New Yorkers went to the mayoral election Tuesday with an unlikely frontrunner on the ballot: a Democratic Socialist whose rise from community organiser to likely next mayor has upended many assumptions about politics in America.
Zohran Kwame Mamdani, 34, defeated former New York governor Andrew Cuomo, a former Democrat running as an independent, and Republican Curtis Sliwa.
Mamdani will enter office as the first Muslim mayor in the city’s history and one of its youngest, now set to run one of the largest and most diverse cities in the U.S.
The race was called by the Associated Press with roughly 75 percent of ballots counted.
Before addressing jubilant supporters in Brooklyn, Mamdani celebrated his victory with a video on X that showed New York subway doors opening as a voice announced: “The next and last stop is City Hall.”
Mamdani, who was born in Kampala to Indian-American filmmaker Mira Nair and Ugandan scholar Mahmood Mamdani, framed his campaign, and politics more generally, as shaped by the experiences he grew up around.
Nair was born in Rourkela in the eastern Indian state of Odisha in 1957. She studied sociology and went on to win a scholarship to Harvard University.
Nair’s breakthrough 1988 film Salaam Bombay! sprang from her experiences on the streets of Mumbai, home of the Indian film industry, and sought to put a spotlight on the lives of the city’s homeless children.
“The biggest conviction stemmed from the life of these children. Their attitude was about grabbing life and enjoying, and that impresses me and inspires me even now,” Nair told Reuters in 2013. “They want to have a full life and there is no self-pity.”
Salaam Bombay! won the Caméra d’Or at Cannes and received an Academy Award nomination.
In her career spanning over four decades, Nair has repeatedly turned to stories that traverse culture, migration and belonging, and talked about her desire to tell stories from the margins.
“You know what is so startling, or not startling because I’m used to it now, is the ignorance that people here have of any other culture,” she told Believer in 2007.

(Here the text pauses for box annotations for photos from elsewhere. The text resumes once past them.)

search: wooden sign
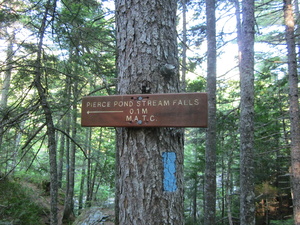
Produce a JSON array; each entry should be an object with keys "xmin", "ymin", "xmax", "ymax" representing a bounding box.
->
[{"xmin": 81, "ymin": 93, "xmax": 207, "ymax": 127}]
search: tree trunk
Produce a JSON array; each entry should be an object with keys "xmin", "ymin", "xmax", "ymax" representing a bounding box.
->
[
  {"xmin": 238, "ymin": 0, "xmax": 255, "ymax": 225},
  {"xmin": 204, "ymin": 0, "xmax": 217, "ymax": 225},
  {"xmin": 181, "ymin": 0, "xmax": 187, "ymax": 91},
  {"xmin": 0, "ymin": 28, "xmax": 17, "ymax": 173},
  {"xmin": 284, "ymin": 0, "xmax": 300, "ymax": 225},
  {"xmin": 34, "ymin": 0, "xmax": 58, "ymax": 225},
  {"xmin": 116, "ymin": 0, "xmax": 183, "ymax": 225}
]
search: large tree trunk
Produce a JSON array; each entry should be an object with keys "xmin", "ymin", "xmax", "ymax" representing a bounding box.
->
[
  {"xmin": 284, "ymin": 0, "xmax": 300, "ymax": 225},
  {"xmin": 238, "ymin": 0, "xmax": 255, "ymax": 225},
  {"xmin": 204, "ymin": 0, "xmax": 217, "ymax": 225},
  {"xmin": 116, "ymin": 0, "xmax": 183, "ymax": 225}
]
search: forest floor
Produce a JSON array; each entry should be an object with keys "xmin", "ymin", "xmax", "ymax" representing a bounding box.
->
[
  {"xmin": 0, "ymin": 179, "xmax": 114, "ymax": 225},
  {"xmin": 22, "ymin": 182, "xmax": 115, "ymax": 225},
  {"xmin": 21, "ymin": 182, "xmax": 114, "ymax": 225}
]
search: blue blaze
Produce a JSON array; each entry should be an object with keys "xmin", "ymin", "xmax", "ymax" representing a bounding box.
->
[{"xmin": 162, "ymin": 152, "xmax": 177, "ymax": 192}]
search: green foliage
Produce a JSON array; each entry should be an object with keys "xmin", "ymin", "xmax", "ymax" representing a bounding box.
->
[
  {"xmin": 0, "ymin": 179, "xmax": 47, "ymax": 225},
  {"xmin": 270, "ymin": 219, "xmax": 295, "ymax": 225}
]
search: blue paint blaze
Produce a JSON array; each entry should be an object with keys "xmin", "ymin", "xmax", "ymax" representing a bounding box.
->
[{"xmin": 162, "ymin": 152, "xmax": 177, "ymax": 192}]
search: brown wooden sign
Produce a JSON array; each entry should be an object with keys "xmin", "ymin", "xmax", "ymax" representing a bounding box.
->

“That ignorance, which is acceptable to have, coupled with a slight arrogance is a deadly combination, and sadly one encounters it a lot in America.”

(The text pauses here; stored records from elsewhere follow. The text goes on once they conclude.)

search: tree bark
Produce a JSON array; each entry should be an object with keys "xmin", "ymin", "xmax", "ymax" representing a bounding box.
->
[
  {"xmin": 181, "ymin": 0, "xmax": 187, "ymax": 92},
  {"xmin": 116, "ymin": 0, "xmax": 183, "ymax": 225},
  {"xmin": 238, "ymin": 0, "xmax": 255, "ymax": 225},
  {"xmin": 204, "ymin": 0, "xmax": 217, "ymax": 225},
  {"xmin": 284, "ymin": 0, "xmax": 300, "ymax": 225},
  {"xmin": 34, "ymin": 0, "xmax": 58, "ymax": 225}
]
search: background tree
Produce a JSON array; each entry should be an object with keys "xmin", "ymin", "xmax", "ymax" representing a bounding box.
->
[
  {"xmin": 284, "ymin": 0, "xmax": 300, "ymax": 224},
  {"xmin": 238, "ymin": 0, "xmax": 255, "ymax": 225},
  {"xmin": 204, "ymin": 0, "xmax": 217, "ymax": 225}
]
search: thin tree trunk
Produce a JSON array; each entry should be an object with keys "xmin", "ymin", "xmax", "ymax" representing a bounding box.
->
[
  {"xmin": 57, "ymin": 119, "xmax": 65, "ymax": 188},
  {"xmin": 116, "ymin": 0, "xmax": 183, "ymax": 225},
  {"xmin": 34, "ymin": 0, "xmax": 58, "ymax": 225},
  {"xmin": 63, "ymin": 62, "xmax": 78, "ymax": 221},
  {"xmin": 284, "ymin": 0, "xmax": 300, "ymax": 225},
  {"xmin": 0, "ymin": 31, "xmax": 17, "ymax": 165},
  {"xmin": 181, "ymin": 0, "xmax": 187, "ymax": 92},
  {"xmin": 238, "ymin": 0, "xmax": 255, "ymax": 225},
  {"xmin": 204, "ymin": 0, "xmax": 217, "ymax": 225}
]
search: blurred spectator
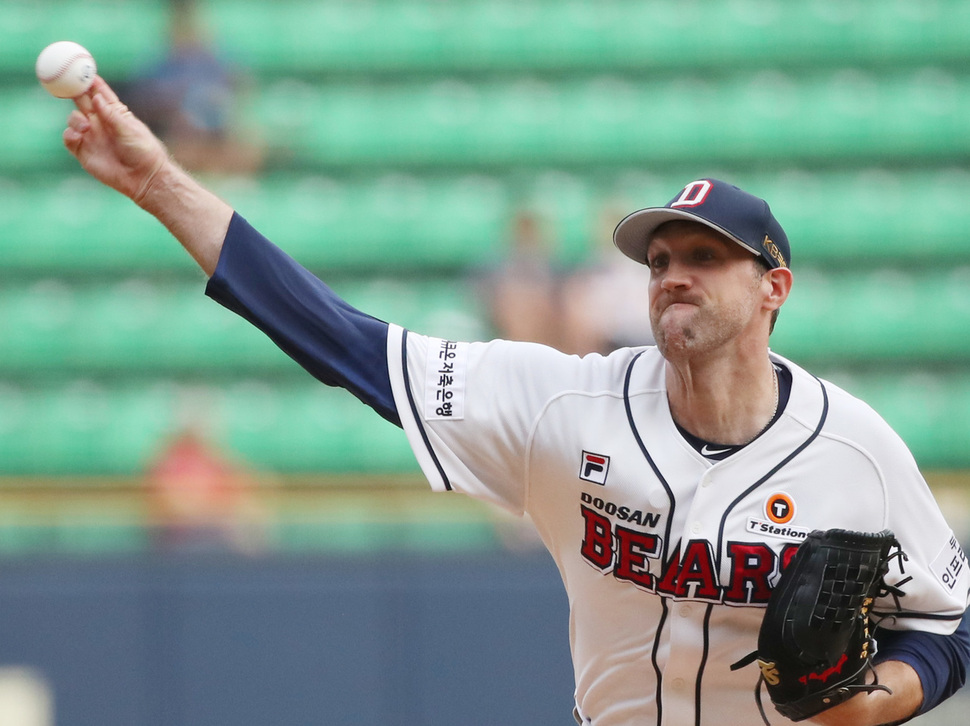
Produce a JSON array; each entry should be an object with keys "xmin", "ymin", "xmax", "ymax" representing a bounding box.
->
[
  {"xmin": 562, "ymin": 205, "xmax": 654, "ymax": 355},
  {"xmin": 485, "ymin": 211, "xmax": 563, "ymax": 348},
  {"xmin": 148, "ymin": 428, "xmax": 265, "ymax": 553},
  {"xmin": 119, "ymin": 0, "xmax": 265, "ymax": 174}
]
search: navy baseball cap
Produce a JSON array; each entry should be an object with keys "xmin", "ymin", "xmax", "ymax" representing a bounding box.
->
[{"xmin": 613, "ymin": 179, "xmax": 791, "ymax": 267}]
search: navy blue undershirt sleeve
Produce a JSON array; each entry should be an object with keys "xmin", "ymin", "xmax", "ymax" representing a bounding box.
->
[
  {"xmin": 875, "ymin": 613, "xmax": 970, "ymax": 713},
  {"xmin": 205, "ymin": 214, "xmax": 401, "ymax": 426}
]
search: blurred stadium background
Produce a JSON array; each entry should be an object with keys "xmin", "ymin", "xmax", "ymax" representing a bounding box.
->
[{"xmin": 0, "ymin": 0, "xmax": 970, "ymax": 726}]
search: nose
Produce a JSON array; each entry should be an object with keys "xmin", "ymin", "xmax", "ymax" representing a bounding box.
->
[{"xmin": 660, "ymin": 260, "xmax": 692, "ymax": 291}]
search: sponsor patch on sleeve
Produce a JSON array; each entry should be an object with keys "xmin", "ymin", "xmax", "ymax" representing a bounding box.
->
[
  {"xmin": 424, "ymin": 338, "xmax": 468, "ymax": 421},
  {"xmin": 930, "ymin": 532, "xmax": 967, "ymax": 590}
]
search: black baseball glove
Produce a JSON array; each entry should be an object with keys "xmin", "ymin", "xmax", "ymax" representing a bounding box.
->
[{"xmin": 731, "ymin": 529, "xmax": 905, "ymax": 723}]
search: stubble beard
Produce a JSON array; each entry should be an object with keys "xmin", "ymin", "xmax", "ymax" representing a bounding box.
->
[{"xmin": 650, "ymin": 298, "xmax": 743, "ymax": 360}]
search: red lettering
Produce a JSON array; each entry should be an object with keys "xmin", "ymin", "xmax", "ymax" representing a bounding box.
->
[
  {"xmin": 676, "ymin": 540, "xmax": 720, "ymax": 600},
  {"xmin": 580, "ymin": 507, "xmax": 613, "ymax": 570},
  {"xmin": 724, "ymin": 542, "xmax": 775, "ymax": 603},
  {"xmin": 613, "ymin": 527, "xmax": 660, "ymax": 590},
  {"xmin": 657, "ymin": 545, "xmax": 680, "ymax": 597}
]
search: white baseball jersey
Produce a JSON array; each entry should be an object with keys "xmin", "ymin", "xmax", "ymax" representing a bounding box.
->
[{"xmin": 388, "ymin": 325, "xmax": 970, "ymax": 726}]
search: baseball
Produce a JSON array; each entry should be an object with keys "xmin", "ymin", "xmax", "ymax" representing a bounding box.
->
[{"xmin": 35, "ymin": 40, "xmax": 98, "ymax": 98}]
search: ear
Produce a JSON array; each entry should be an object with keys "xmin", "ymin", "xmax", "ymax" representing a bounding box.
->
[{"xmin": 761, "ymin": 267, "xmax": 794, "ymax": 311}]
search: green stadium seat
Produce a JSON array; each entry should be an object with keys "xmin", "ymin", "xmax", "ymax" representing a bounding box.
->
[
  {"xmin": 0, "ymin": 368, "xmax": 970, "ymax": 480},
  {"xmin": 240, "ymin": 71, "xmax": 970, "ymax": 169},
  {"xmin": 772, "ymin": 267, "xmax": 970, "ymax": 363},
  {"xmin": 0, "ymin": 279, "xmax": 487, "ymax": 378}
]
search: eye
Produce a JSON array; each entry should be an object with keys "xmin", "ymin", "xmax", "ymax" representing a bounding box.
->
[{"xmin": 691, "ymin": 247, "xmax": 717, "ymax": 262}]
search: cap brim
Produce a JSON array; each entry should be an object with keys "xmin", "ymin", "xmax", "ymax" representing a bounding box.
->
[{"xmin": 613, "ymin": 207, "xmax": 761, "ymax": 265}]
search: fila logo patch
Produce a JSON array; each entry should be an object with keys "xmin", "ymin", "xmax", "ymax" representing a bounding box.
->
[
  {"xmin": 667, "ymin": 179, "xmax": 714, "ymax": 209},
  {"xmin": 579, "ymin": 451, "xmax": 610, "ymax": 486}
]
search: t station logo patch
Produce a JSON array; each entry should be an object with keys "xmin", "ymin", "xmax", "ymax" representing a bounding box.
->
[
  {"xmin": 765, "ymin": 492, "xmax": 795, "ymax": 524},
  {"xmin": 579, "ymin": 451, "xmax": 610, "ymax": 486}
]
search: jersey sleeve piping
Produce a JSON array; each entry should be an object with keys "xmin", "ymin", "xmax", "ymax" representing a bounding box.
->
[
  {"xmin": 205, "ymin": 214, "xmax": 400, "ymax": 425},
  {"xmin": 387, "ymin": 324, "xmax": 453, "ymax": 492}
]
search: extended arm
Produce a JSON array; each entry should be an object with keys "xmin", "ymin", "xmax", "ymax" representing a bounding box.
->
[
  {"xmin": 64, "ymin": 78, "xmax": 400, "ymax": 425},
  {"xmin": 64, "ymin": 77, "xmax": 233, "ymax": 276}
]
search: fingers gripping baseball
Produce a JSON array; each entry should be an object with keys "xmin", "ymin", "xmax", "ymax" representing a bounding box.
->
[{"xmin": 64, "ymin": 77, "xmax": 168, "ymax": 204}]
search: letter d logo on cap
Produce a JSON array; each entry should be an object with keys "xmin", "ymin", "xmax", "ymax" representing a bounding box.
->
[{"xmin": 667, "ymin": 179, "xmax": 714, "ymax": 209}]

Nair’s body of work spans continents and identities: from Mississippi Masala, which she describes as “a radical film” for centring a romance between a Black American man and an Indian-Ugandan woman at a time when such relationships were almost never shown on screen, to 2001’s Venice Golden Lion-winning ensemble drama Monsoon Wedding, which examines the clash between tradition and modernity inside a Delhi family.